И вот Холодков снова остался один на один со своим нежным и нервным мальчиком и все еще не мог поверить в это, в то, что это надолго, старался оградить это свое монопольное общение с ребенком. Именно поэтому сразу после завтрака он старался увести ребенка на прогулку, чаще всего в горы. Мальчик, очень чутко определив нетерпение и страх Холодкова, капризничал в эти дни больше обычного. Кроме того, он постоянно упоминал в разговорах «дядю Сеню», того самого бритого администратора, и Холодков с удивлением обнаружил, что мальчик отлично чувствует, как действует на него самое упоминание этого имени, и оттого упоминает его при всяком удобном случае. По этим упоминаниям можно было установить, что дядя Сеня был большой знаток жизни, науки и, главное, искусства, потому что он и сам был причастен к искусству — делал настоящее кино, большое кино, по большому счету.

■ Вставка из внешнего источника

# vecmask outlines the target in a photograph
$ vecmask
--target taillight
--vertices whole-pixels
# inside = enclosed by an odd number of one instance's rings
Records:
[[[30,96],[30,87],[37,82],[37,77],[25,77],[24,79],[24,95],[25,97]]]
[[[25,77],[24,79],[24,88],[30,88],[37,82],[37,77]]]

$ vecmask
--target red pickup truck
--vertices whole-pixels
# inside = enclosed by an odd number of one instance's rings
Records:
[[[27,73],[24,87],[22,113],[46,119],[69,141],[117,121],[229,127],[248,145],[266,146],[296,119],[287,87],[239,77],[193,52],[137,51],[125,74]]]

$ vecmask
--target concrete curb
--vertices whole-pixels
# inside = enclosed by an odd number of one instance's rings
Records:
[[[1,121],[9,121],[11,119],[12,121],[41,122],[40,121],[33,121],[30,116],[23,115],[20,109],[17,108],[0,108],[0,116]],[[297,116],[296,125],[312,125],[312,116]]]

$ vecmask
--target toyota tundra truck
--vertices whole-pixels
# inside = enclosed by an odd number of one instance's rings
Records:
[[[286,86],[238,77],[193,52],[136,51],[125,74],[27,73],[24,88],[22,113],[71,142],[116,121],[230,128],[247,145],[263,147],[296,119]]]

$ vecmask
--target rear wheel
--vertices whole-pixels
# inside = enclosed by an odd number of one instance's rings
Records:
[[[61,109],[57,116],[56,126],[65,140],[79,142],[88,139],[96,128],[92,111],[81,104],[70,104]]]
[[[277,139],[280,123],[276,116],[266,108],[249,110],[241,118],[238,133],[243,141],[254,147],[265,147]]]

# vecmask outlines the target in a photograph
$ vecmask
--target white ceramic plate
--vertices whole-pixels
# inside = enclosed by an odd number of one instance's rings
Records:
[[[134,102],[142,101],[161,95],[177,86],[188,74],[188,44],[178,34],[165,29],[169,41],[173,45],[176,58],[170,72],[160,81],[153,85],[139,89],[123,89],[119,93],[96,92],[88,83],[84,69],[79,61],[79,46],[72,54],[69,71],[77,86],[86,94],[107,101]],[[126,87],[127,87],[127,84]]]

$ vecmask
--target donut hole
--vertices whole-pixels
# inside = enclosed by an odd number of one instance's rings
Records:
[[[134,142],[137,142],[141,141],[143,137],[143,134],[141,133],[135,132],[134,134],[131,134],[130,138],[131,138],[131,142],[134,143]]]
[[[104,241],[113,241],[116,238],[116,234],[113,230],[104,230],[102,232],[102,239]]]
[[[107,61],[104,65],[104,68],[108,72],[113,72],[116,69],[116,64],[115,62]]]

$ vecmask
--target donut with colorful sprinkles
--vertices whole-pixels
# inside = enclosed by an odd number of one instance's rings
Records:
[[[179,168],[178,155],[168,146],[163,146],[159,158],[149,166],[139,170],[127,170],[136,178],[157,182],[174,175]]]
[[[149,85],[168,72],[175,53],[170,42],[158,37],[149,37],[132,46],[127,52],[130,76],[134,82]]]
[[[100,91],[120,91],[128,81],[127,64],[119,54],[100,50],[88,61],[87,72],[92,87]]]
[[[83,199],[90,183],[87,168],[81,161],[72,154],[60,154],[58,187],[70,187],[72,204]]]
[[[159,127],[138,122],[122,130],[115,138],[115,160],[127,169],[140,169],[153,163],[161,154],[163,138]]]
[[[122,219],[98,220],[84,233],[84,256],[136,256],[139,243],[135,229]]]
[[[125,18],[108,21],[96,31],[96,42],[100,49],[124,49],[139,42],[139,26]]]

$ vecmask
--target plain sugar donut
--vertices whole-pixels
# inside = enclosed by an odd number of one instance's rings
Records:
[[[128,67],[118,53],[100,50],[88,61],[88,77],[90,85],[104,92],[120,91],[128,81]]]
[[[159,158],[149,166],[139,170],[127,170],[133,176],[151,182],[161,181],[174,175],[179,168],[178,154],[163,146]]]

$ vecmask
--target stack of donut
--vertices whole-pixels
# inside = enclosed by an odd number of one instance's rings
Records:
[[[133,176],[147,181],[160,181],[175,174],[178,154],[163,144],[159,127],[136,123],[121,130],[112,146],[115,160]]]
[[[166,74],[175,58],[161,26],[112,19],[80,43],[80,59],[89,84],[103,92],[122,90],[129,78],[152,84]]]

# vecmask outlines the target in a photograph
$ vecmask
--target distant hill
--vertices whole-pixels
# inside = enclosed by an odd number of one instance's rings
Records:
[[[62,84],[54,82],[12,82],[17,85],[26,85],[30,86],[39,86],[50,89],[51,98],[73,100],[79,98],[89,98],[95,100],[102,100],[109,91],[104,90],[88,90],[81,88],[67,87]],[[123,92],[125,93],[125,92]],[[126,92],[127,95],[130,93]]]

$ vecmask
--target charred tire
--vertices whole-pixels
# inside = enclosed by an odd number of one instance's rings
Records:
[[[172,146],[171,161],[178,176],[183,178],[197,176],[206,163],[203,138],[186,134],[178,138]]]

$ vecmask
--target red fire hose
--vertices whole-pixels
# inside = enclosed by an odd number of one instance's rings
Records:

Вот и сегодня, едва Холодков начал рассказывать Аркаше про генуэзцев, владевших некогда этим берегом, сын вдруг сказал ему с вызовом:
— Итальянцы очень изнеженный народ и любят макароны. Поэтому они очень плохие вояки.

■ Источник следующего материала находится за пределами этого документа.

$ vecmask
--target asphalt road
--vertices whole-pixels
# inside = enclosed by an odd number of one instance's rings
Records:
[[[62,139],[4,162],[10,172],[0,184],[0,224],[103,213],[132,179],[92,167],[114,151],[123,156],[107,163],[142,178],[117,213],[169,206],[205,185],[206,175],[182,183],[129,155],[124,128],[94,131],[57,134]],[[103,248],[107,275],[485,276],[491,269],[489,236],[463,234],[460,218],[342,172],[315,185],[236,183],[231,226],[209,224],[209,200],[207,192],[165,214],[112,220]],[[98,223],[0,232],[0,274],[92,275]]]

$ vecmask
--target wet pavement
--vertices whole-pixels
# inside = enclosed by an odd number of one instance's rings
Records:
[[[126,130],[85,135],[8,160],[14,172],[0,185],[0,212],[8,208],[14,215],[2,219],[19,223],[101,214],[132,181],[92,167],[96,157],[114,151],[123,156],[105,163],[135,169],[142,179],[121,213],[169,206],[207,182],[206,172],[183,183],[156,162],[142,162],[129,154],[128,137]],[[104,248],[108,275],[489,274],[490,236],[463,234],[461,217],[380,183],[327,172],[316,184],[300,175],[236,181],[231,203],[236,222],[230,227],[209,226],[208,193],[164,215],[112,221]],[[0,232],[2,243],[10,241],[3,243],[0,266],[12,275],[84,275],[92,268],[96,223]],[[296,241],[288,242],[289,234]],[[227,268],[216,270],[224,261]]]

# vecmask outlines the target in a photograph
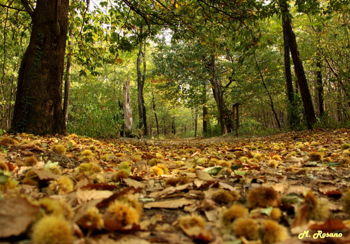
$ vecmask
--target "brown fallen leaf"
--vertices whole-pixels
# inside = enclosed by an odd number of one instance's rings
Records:
[[[60,175],[55,175],[43,169],[33,169],[31,170],[38,175],[38,177],[41,180],[57,180],[61,176]]]
[[[145,188],[145,184],[139,182],[136,180],[131,179],[130,178],[127,178],[126,179],[124,179],[123,180],[126,183],[126,184],[129,186],[131,186],[135,188]]]
[[[78,203],[92,200],[92,199],[104,199],[113,195],[113,193],[108,190],[82,190],[78,189],[77,191],[77,198]]]
[[[200,226],[194,226],[188,229],[180,227],[187,235],[195,240],[208,242],[212,239],[211,232]]]
[[[341,219],[327,219],[321,224],[314,224],[310,226],[310,229],[316,230],[321,230],[323,232],[334,232],[335,230],[346,230],[346,226]]]
[[[182,197],[175,200],[149,202],[144,205],[144,208],[178,208],[182,207],[185,205],[188,205],[193,203],[194,202],[192,201],[187,200],[185,197]]]
[[[202,171],[199,169],[196,169],[195,173],[200,180],[207,181],[214,180],[214,178],[206,172]]]
[[[36,219],[39,207],[19,196],[0,200],[0,238],[18,236]]]

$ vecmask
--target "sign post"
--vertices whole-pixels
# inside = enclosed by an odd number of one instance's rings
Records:
[[[239,103],[235,103],[232,105],[232,114],[233,119],[236,121],[236,136],[238,136],[238,106]]]

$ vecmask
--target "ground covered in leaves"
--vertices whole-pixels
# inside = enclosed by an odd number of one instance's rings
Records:
[[[0,243],[348,243],[349,134],[3,136]]]

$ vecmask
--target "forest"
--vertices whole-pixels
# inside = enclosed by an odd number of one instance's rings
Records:
[[[0,244],[348,243],[350,1],[0,0]]]
[[[3,131],[218,135],[236,103],[240,134],[349,126],[346,1],[2,2]]]

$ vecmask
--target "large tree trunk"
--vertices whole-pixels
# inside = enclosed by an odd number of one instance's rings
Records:
[[[218,82],[217,75],[216,73],[216,57],[215,54],[213,53],[211,54],[211,68],[212,82],[213,86],[214,97],[216,102],[216,105],[218,107],[218,120],[220,124],[220,129],[221,134],[223,135],[227,133],[226,127],[225,126],[225,119],[224,118],[224,108],[223,106],[222,100],[220,96],[220,88]]]
[[[69,5],[69,0],[36,1],[19,72],[12,132],[66,133],[62,85]]]
[[[131,114],[131,101],[130,95],[130,78],[128,76],[125,84],[123,87],[123,109],[124,110],[124,131],[125,135],[127,135],[131,133],[132,128],[132,117]]]
[[[142,32],[142,28],[141,28]],[[141,58],[142,56],[142,43],[140,43],[139,54],[137,57],[136,68],[137,73],[137,102],[139,109],[139,118],[140,123],[139,128],[142,130],[144,135],[147,135],[147,121],[146,119],[146,108],[144,99],[144,85],[145,84],[145,74],[141,75]],[[146,69],[145,62],[144,62],[144,71]],[[142,76],[142,77],[141,77]]]
[[[282,0],[281,5],[284,8],[285,14],[283,18],[286,19],[286,31],[290,54],[292,55],[293,63],[294,64],[295,74],[298,80],[298,84],[300,91],[303,105],[304,106],[307,127],[309,130],[311,130],[313,128],[314,124],[316,122],[316,116],[315,114],[314,106],[312,104],[311,95],[309,90],[302,62],[301,62],[301,59],[298,50],[296,40],[294,32],[293,31],[292,21],[288,15],[288,14],[289,13],[289,10],[288,9],[286,1]]]
[[[288,104],[287,108],[287,117],[289,123],[289,127],[291,129],[294,129],[299,124],[299,118],[298,111],[294,97],[294,91],[293,90],[293,82],[292,80],[292,72],[290,71],[290,58],[289,56],[289,44],[287,37],[286,26],[287,24],[286,19],[282,18],[282,28],[283,32],[283,44],[284,51],[285,75],[286,83],[287,84],[287,97],[288,98]]]
[[[70,86],[70,74],[72,72],[72,44],[73,43],[73,31],[69,29],[68,42],[68,53],[67,55],[67,66],[66,67],[65,78],[64,79],[64,97],[63,98],[63,115],[64,123],[67,124],[68,120],[68,110],[69,106],[69,88]]]

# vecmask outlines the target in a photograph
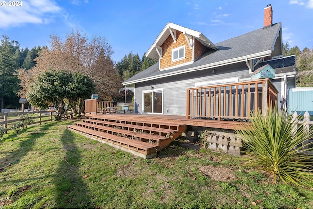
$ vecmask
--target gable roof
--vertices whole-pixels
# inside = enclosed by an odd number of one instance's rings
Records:
[[[157,62],[122,84],[139,83],[269,56],[274,50],[274,46],[280,35],[281,36],[281,23],[216,44],[217,50],[209,50],[189,65],[160,71],[159,63]],[[156,41],[157,40],[157,39]]]
[[[161,46],[162,46],[163,43],[165,41],[167,37],[171,35],[171,30],[172,30],[172,33],[173,31],[177,30],[182,32],[184,35],[193,36],[196,39],[198,40],[201,44],[207,47],[215,50],[217,49],[216,46],[202,33],[169,22],[166,24],[164,28],[163,28],[161,33],[159,34],[153,44],[152,44],[152,45],[151,45],[151,46],[150,46],[147,51],[147,53],[146,53],[146,56],[147,57],[159,60],[159,56],[155,48],[161,47]]]

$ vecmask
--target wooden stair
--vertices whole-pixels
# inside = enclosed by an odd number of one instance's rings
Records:
[[[88,118],[69,130],[115,148],[144,158],[151,158],[186,130],[187,126],[175,122],[152,121],[147,118],[129,119],[118,115],[89,115]]]

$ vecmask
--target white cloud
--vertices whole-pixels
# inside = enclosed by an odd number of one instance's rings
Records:
[[[84,0],[83,1],[85,3],[88,3],[88,0]],[[82,1],[81,0],[72,0],[71,3],[74,5],[80,5],[82,4]]]
[[[59,13],[62,9],[50,0],[24,0],[22,6],[3,6],[0,10],[0,28],[21,26],[27,23],[47,24],[51,15]]]
[[[221,20],[212,20],[211,21],[215,23],[222,23],[222,21]]]
[[[309,0],[307,5],[310,9],[313,9],[313,0]]]
[[[289,1],[289,4],[299,4],[300,6],[304,5],[304,3],[301,0],[291,0]]]
[[[289,42],[288,39],[291,38],[293,36],[293,34],[292,33],[283,33],[283,40],[284,40],[284,42]]]
[[[201,22],[198,23],[199,25],[207,25],[207,23],[205,22]]]

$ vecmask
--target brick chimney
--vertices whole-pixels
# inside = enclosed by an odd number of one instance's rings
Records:
[[[272,5],[268,5],[264,8],[264,27],[270,27],[273,24],[273,10]]]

— Откуда дровишки? — изумился Холодков, и мальчик сказал с вызовом:
— Когда дядя Сеня работал на картине «Знамя кузнеца Мультитутиса», рядом снимали итальянцы, и дядя Сеня даже подружился с одним итальянцем, который продал ему джинсы и подарил много хороших блокнотов. Дядя Сеня так изучил за это время Италию, что за две поездки не изучишь… А ты вовсе и не был в Италии.

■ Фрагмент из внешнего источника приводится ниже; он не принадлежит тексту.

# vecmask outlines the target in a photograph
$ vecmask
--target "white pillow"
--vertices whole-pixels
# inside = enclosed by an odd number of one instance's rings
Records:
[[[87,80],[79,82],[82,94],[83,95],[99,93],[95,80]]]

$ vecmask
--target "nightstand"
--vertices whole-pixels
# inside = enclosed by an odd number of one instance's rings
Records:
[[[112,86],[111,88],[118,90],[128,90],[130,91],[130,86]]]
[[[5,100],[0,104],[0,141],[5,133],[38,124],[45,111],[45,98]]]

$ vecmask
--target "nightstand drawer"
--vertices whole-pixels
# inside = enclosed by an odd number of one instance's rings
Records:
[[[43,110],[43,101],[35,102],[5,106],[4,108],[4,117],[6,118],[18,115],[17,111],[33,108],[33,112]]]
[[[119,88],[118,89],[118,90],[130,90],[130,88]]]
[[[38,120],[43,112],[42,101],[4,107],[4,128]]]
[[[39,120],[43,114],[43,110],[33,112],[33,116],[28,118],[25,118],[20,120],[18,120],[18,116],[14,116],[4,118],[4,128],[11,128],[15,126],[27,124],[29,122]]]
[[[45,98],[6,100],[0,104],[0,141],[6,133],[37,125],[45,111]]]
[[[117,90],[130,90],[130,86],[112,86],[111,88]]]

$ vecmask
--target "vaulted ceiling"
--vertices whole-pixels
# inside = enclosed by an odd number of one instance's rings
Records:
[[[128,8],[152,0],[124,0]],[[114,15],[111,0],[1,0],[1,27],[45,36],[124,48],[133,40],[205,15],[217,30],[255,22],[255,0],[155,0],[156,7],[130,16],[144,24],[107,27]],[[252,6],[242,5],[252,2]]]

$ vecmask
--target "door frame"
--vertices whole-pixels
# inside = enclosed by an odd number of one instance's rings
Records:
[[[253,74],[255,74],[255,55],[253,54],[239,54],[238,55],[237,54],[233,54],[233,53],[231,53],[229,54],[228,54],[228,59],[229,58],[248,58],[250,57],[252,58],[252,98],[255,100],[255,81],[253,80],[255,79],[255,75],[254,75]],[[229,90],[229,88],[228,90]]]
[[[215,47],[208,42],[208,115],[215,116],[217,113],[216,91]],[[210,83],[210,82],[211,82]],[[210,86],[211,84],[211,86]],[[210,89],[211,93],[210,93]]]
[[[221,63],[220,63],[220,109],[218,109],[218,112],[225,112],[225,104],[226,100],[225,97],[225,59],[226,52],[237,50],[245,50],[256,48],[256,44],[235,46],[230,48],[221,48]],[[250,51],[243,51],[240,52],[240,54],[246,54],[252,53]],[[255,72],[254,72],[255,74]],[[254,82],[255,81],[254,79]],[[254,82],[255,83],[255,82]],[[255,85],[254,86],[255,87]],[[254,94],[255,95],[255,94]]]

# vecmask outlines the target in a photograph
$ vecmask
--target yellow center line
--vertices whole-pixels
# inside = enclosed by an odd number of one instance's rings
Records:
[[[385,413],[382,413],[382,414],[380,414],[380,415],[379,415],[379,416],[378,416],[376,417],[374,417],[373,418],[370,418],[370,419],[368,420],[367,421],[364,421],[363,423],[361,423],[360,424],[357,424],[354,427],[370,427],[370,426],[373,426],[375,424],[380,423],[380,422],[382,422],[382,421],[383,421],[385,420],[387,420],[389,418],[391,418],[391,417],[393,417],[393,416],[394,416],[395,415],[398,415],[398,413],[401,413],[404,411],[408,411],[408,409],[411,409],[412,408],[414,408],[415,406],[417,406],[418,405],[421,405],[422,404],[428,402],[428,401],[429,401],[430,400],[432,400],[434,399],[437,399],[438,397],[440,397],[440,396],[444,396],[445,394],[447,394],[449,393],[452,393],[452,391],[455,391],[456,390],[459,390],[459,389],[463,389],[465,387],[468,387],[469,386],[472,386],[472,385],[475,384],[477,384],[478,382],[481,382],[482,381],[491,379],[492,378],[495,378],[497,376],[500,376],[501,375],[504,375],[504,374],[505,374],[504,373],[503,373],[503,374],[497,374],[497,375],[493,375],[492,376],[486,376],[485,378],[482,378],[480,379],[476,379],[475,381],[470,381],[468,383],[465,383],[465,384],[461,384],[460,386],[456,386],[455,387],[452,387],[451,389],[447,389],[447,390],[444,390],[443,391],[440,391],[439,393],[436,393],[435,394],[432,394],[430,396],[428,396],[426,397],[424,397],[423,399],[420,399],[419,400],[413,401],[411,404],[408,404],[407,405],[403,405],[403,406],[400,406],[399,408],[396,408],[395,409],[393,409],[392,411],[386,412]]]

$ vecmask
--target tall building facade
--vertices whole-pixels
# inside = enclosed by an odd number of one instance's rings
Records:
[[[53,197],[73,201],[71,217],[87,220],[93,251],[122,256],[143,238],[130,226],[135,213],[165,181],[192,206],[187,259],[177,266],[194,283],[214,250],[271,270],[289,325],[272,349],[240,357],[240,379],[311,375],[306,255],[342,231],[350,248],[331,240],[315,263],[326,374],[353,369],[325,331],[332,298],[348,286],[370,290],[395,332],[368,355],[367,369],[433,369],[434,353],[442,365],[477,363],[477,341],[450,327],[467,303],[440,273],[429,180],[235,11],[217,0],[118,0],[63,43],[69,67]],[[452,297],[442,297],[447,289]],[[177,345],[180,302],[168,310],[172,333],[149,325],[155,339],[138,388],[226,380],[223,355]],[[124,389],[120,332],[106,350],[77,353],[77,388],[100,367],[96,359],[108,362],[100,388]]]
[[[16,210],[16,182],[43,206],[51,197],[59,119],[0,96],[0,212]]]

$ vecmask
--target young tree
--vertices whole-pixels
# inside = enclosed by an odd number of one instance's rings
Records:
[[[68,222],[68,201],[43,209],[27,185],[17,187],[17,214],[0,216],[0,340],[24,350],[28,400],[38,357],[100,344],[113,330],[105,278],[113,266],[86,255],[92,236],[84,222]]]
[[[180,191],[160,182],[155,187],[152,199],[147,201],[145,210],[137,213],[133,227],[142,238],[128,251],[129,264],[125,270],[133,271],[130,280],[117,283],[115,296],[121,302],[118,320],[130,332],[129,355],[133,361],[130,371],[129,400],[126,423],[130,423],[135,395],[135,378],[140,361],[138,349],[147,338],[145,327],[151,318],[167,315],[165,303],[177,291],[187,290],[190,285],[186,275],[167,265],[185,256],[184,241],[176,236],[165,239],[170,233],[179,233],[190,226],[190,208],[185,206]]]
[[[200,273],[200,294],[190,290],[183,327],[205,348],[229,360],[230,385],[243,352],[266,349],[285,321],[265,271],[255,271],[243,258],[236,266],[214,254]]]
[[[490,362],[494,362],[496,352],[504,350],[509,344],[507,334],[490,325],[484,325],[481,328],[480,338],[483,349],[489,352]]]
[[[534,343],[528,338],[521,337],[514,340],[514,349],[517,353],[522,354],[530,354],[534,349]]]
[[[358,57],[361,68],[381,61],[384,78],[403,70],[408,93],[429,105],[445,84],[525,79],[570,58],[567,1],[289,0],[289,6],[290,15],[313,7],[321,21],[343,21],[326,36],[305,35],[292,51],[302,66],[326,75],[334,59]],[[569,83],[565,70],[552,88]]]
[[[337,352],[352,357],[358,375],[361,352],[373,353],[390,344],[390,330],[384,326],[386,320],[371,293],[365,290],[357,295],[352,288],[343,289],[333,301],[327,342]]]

Холодков даже зажмурился от неожиданного удара, а когда открыл глаза, увидел варварски обстриженный Аркашкин затылок и его замурзанные шорты, подобранные на итальянской или еще какой-нибудь помойке. Можно было, конечно, дать ему под зад или влепить по шее, но Холодков подавил в себе это желание. На протяжении их прогулки он еще несколько раз пытался рассказать ребенку то о временах Средневековья, то о повадках моря, но каждый раз Аркаша радостно и напористо уличал его в невежестве, потому что он, Холодков, никогда не держал в руках настоящей Средневековой реторты, а дядя Сеня сам заказывал ее на фабрике для картины «Знамя кузнеца Мультитутиса»; он не спускался на дно морское в подводной лодке, которая участвовала в съемках фильма «Верить нашему человеку», и не знал, какие трудности возникали при съемках этого фильма.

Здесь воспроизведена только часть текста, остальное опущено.